Robert: Mam nadzieje, że tak! Jeśli nie potrafisz przestraszyć kobiety, to nie jesteś prawdziwym facetem.(śmieje się)
Bravo: Jakie dziewczyny lubisz?
Robert: To się zmienia. Ale pociągają mnie osoby o silnym charakterze,nieco mroczne. Jednocześnie boję się takich pewnych siebie kobiet, bo czuję się przy nich słaby.
Bravo: Fajnie jest być singlem?
Robert: Chciałbym mieć znów dziewczyną na stałe. Trochę mam już dość samotności. Co prawda spotykam się z jedną dziewczyną z Los Angeles, ale to nic poważnego.
Bravo: Zdradzisz nam swój najlepszy tekst na podryw?
Robert: Nie mam takiego. Najczęściej czekam, aż ktoś się do mnie odezwie. Możecie nie wierzyć, ale jestem zbyt nieśmiały, żeby zrobić pierwszy krok.
Bravo: A czy Bella Swan jest w Twoim typie?
Robert: Trudno powiedzieć. Wiadomo, dlaczego ona podoba się Edwardowi. Jest wampirem, więc mógłby ją w każde chwili zabić. Ale ona jest pierwszą dziewczyną, która mówi mu że jej to nie przeszkadza! Spędził w samotności sto lat, aż nagle spotyka osobę, dla której chce żyć.
Bravo: A czy między Tobą i Kristen Stewart nie zaiskrzyło?
Robert: Bardzo chciałem z nią zagrać, bo znałem ją z filmu "Wszystko za życie". Była w nim świetna. Reżyserka "Zmierzchu" Catherine Hardwicke zrobiła nam próbną scenę miłosną w łóżku. Miałem straszną tremę. Kiedy przybyłem na miejsce, Kristen zrobiła na mnie takie wrażenie, że speszyłem się. Myślałem, że zaliczę megawtopę, zamiast okazać się tym "idealnym Edwardem". Ale właśnie ten strach wywołał napięcie między mną a Kristen, o które chodziło reżyserce!

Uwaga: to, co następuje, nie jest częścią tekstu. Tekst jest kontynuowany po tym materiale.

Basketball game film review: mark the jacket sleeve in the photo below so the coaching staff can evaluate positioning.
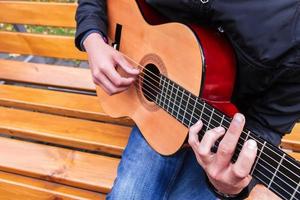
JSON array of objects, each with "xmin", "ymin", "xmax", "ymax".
[
  {"xmin": 75, "ymin": 0, "xmax": 107, "ymax": 51},
  {"xmin": 248, "ymin": 63, "xmax": 300, "ymax": 138}
]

Bravo: Kiedy gra się taką namiętną miłość, może się ona przenieść do rzeczywistości!
Robert: Tak, to dziwne uczucie. I denerwujące... Szczególnie gdy długo pracuje się nad sceną miłosną, a po skończeniu trzeba zapomnieć o tym, co się miało w głowie. Bo ja starałem się zagrać te uczucia jak najwierniej, więc ciągle je sobie wyobrażałem, ciągle w myślach udawałem zakochanego. Niezależnie od tego,czy byłem na planie, czy nie. Ale nie udawałem miłości do Kristen! Musiałem tłumić te myśli w sobie!(śmieje się)
Bravo: Długo ćwiczyliście z Kristen swoje sceny?

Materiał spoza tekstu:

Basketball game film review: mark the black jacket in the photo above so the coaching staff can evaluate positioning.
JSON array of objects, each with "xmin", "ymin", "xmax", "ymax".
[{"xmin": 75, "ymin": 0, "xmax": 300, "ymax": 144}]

Robert: Historia z książki wydaje się prosta. Ale nie chcieliśmy nakręcić prostego, bezwartościowego filmu. Pamiętam, jak z Kristen zaczęliśmy czytać scenariusz i nie mogliśmy zrozumieć, o co chodzi w pierwszym zdaniu. Całą noc je analizowaliśmy.
Bravo: Jak odpoczywasz od całego zamieszania wokół Ciebie?

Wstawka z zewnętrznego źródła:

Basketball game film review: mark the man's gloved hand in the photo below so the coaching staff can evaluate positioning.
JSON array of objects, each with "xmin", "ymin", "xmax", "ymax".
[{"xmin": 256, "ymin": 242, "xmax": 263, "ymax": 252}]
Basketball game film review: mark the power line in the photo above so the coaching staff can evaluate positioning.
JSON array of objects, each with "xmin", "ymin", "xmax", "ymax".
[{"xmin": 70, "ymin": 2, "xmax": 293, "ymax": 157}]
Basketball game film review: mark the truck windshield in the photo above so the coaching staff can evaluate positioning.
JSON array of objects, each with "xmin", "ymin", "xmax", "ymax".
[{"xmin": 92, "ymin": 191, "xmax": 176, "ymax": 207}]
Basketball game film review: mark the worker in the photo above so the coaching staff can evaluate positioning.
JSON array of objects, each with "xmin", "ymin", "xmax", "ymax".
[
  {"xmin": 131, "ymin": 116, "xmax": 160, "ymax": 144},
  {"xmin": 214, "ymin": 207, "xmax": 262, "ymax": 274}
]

Robert: Nie ma nic bardziej uspokajającego niż gra na gitarze lub pianinie. Z przyjaciółmi z Londynu założyłem zespół Bad Girls, jednak ostatnio brakuje mi czasu, żeby z nimi grać.
Bravo: W "Zmierzchu" słychać Twoje dwie piosenki.
Robert: Jedną, "Never Think", sam skomponowałem. Ale nie do filmu. Powstała ponad rok temu, gdy planowałem zająć się w życiu muzyką. Reżyserka filmu bez mojej wiedzy wykorzystała te numery w filmie. Nie sądziłem, że ktoś na nie zwróci uwagę, a tu nagle album ze ścieżką dźwiękową ze "Zmierzchu" zajął pierwsze miejsce na liście ściągalności serwisu iTunes! Szok: w najmniej oczekiwanym momencie stałem się znanym muzykiem! To może teraz jeszcze wypuszczę na rynek swoją linię kosmetyków?!(śmieje się)
Bravo: To prawda, że boisz się prysznicu?
Robert: Mój tata mówi, że w dzieciństwie bałem się grzebienia. Zawsze gdy chciał mnie uczesać,strasznie cierpiałem. A teraz ten mój potargany fryz jest taki ważny.
Bravo: Kristen zdradziła nam też, że rzadko zmieniasz ubrania!
Robert: Hm, górę chyba dzisiaj zmieniłem... Po prostu mam niewiele ciuchów, które lubię. Poza tym ciągle podróżuję i jakoś nigdy nie mam czasu się przebrać. Nieraz sam czuję, że zaczynam wydawać niezły zapaszek... Rany, po co ja opowiadam takie obrzydlistwa o sobie?!(śmieje się) Pewnie dlatego muszę grać 108-letniego prawiczka!